When Paige first became General Manager of Smackdown, it sometimes seemed like she still mostly interacted with the women on the roster, but that soon changed. Sure, she’s still making women’s matches and condescendingly calling Carmella “babygirl,” but she’s also running out to help stop brawls between the men, directing security guards like a (literal) boss. Also, let’s be real, it was way more exciting when Paige fired James Ellsworth than it was when Asuka or Becky Lynch beat him up. A woman who fights a man like James Ellsworth feels a bit diminished, because we all know that’s the only sort of man the company will let her fight. A woman who fires James Ellsworth, on the other hand? That’s a woman with power.
If wrestling’s going to become less of a boys’ club (as it must to be vital and interesting), it’s going to take more than just an all-women PPV and the occasional “history making” main event. Female fans need to feel welcomed into WWE’s product, and Paige is uniquely positioned to play a role in that. She’s a once and future Total Divas star with a popular social media presence. She also has her own clothing brand and recently modeled for Hot Topic stores. There are women who consider themselves Paige fans but have yet to watch wrestling.
So when you see Paige on Twitter announcing a Brie Bella/Maryse main event, instead of focusing on how the wrestling in that match probably won’t be the most impressive, think about the young woman who follows Paige and watches reality TV, but doesn’t watch wrestling. Now here’s Paige saying basically, “Come watch my wrestling show, where one of the stars of Total Bellas is going to fight one of the stars of Miz and Mrs in the main event!” Then on Smackdown, you promote the Hell in a Cell match that also feature Brie and Maryse as well as their husbands from those same reality shows. If you do all that, and you also feature more cool women — we know for sure that Zelina Vega, Charlotte, and Sonya Deville will be featured tonight, and Becky Lynch will almost certainly show up — and if on top of it all you manage to put on an entertaining show, you might just have made some new WWE fans.
Obviously, I’m toying with some stereotypes here. There are plenty of women who love wrestling and don’t care about reality TV or social media stylemakers, and plenty of men for whom the reverse is true, and of course non-binary people who may fall anywhere on that spectrum. But that doesn’t change the fact that building these kinds of bridges brings in a more diverse fan base with a more diverse set of interests, which can only help strengthen the vitality of wrestling and its fandom for the future.

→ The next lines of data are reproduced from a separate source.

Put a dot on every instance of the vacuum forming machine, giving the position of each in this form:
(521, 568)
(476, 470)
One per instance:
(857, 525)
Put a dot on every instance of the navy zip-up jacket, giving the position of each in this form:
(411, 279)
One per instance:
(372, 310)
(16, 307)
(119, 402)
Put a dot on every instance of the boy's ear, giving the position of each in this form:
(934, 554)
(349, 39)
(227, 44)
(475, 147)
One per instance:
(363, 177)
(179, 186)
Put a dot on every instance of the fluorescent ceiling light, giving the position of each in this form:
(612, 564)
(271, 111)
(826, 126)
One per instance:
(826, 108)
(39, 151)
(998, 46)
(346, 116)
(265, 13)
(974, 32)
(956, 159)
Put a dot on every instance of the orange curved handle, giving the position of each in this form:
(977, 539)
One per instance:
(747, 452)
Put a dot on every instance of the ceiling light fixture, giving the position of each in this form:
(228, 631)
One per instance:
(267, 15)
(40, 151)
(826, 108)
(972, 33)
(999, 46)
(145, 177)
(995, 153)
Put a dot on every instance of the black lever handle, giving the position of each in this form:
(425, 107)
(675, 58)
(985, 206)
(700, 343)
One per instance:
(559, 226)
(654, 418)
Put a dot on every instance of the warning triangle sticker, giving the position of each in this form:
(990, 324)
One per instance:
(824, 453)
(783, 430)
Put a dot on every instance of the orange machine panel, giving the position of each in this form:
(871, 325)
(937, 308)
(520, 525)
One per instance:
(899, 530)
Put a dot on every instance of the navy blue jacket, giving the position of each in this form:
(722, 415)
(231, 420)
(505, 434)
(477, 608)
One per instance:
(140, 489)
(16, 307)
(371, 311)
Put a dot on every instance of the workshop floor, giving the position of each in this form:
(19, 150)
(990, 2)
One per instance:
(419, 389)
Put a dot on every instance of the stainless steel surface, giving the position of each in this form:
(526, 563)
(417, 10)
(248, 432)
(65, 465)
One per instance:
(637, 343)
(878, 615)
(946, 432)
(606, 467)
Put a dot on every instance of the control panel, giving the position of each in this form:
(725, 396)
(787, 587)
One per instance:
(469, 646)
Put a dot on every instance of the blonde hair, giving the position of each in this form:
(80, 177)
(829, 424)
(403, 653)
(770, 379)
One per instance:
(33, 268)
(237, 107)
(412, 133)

So making Paige the GM of Smackdown isn’t just good for Paige, and it isn’t just good for Smackdown (although both of those things are true) it has the potential to have a positive impact on WWE as a whole, and even on wrestling as an art form. Ironically, the fact that Paige can’t wrestle anymore may have led to her becoming more important to the future of wrestling than ever before. Even pushing aside everything that might sound like hyperbole, it’s undeniable that she’s great at this job she’s been given, and I for one would be happy to see her keep it for a very long time.